Siempre he entendido que en estas cosas no pudo haber un primero, sino que es como el fuego. No surgió una fogata y se fue transmitiendo, de antorcha en antorcha, a lo largo del globo entre los escasos individuos que lo habitaban entonces. Más bien surgió simultáneamente. Y el paradigma del fuego se lo aplico a cosas como que no hubo un primer homínido que le quitara la piel a una banana o que no pudo haber alguien concreto y ubicado en marco regional determinado, que fuera el primero en restregarle un tomate carnoso a una rebanada de pan.
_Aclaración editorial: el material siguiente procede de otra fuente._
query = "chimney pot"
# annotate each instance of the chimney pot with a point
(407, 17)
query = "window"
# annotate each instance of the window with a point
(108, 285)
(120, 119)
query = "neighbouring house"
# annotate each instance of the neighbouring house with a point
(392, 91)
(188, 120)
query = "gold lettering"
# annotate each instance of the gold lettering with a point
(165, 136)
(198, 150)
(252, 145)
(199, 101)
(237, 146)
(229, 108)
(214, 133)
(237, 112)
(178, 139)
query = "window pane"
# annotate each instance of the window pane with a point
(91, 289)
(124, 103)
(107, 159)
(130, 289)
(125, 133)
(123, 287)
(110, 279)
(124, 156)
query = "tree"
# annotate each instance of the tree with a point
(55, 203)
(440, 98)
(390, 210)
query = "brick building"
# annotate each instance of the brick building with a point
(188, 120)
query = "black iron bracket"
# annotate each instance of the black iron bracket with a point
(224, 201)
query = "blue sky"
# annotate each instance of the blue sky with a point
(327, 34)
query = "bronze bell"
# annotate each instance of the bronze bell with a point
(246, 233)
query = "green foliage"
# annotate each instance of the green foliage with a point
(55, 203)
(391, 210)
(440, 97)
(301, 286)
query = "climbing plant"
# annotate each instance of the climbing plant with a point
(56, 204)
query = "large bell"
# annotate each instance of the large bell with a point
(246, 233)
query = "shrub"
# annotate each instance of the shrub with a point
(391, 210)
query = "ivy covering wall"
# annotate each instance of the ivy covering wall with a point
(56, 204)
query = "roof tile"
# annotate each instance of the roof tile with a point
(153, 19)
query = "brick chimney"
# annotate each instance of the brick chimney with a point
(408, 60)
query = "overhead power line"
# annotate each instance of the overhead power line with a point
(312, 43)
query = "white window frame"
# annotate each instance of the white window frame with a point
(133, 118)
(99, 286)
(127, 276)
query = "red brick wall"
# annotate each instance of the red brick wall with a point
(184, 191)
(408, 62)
Eso de la catalana tuvo que surgir… como el fuego.
Le daba vueltas a esto de la innovación tras leer en redes al crítico gastronómico Sergio Gallego sobre la manía de darle vueltas inútiles a algo que ya es buenísimo como está. Decía, con toda la razón del mundo, que por qué buscarle nuevas dimensiones a un bocado tan perfecto como es la marinera. Y es que muchas veces la innovación por la innovación solo produce cosas que, después de esfuerzo y trabajo, realmente no están aportando nada. Nada mejor, se entiende. Si le vas a echar horas, propias y de tu equipo, para presentarme una tortilla de patatas por pisos en copa de Martini, mi consejo es que apuestes por eficiencia y rendimiento y me traigas una buena tortilla de patatas de toda la vida, tal y como la inventaron en Villanueva de la Serena (¡uy, Dios mío! Que abro otro melón).
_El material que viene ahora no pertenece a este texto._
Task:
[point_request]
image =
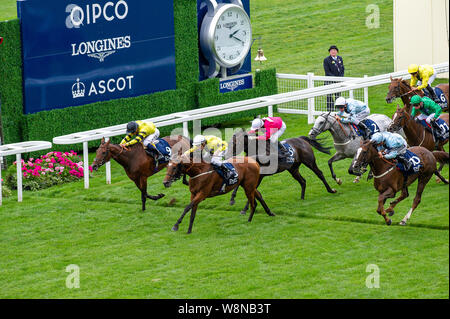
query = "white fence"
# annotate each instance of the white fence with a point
(308, 94)
(18, 149)
(316, 105)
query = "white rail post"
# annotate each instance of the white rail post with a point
(108, 167)
(86, 164)
(1, 195)
(19, 177)
(310, 100)
(185, 129)
(366, 93)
Y no es esto una crítica a la innovación ni conservadurismo recetario. Si a esa misma tortilla en copa de Martini le has cambiado las patatas por chips y le has metido un aroma de trufa al huevo, pues podremos discutir si has acertado o no, pero por lo menos hay aporte nuevo. La innovación no es cambiar de la carta “puré” por “parmentier”. Servidor, conste, muy a favor de la innovación, pero no a locas. Ya me enseñó en su momento Dimas Agudo, maestro del asunto, que innovar no es un juego, aunque a veces lo parezca, sino que tiene sus reglas y su metodología. Por favor, los comensales pedimos criterio.
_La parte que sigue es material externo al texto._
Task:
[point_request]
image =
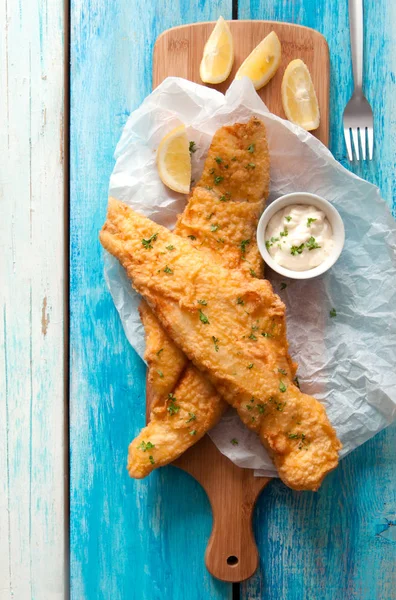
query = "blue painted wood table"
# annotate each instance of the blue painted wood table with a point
(146, 539)
(143, 539)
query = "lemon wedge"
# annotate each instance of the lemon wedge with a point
(299, 97)
(174, 160)
(218, 55)
(263, 62)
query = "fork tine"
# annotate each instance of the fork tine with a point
(362, 131)
(355, 142)
(370, 135)
(347, 137)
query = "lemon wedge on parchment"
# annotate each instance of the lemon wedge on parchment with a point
(174, 160)
(263, 62)
(299, 97)
(218, 54)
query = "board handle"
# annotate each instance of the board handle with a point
(232, 554)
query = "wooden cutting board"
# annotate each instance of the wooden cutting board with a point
(231, 553)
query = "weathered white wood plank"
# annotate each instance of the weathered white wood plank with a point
(32, 301)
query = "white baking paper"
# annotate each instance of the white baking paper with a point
(347, 362)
Por cierto, que, aunque no sepamos quién fuera el primero en asar la manteca sí sabemos quién lo dejó escrito antes que nadie. Fue Francisco Martínez Motiño, en su recetario ‘Arte de cozina, pasteleria, vizcocheria y conserveria’, fechado en Madrid en 1611. Motiño, que escaló por las cocinas reales de varios monarcas del Siglo de Oro, llegó a cocinero mayor de Felipe III. Así que registró lo de la manteca asada, que por cierto es una técnica depurada y ninguna cosa tonta o vacua y así queda descrita en su obra. Y es que, según mi gurú de cabecera en esto de la innovación de las cosas que se comen, Tony M Piñeiro, la I+D+i si no termina con un +c de comunicación es una idea destinada a no ser aplicada.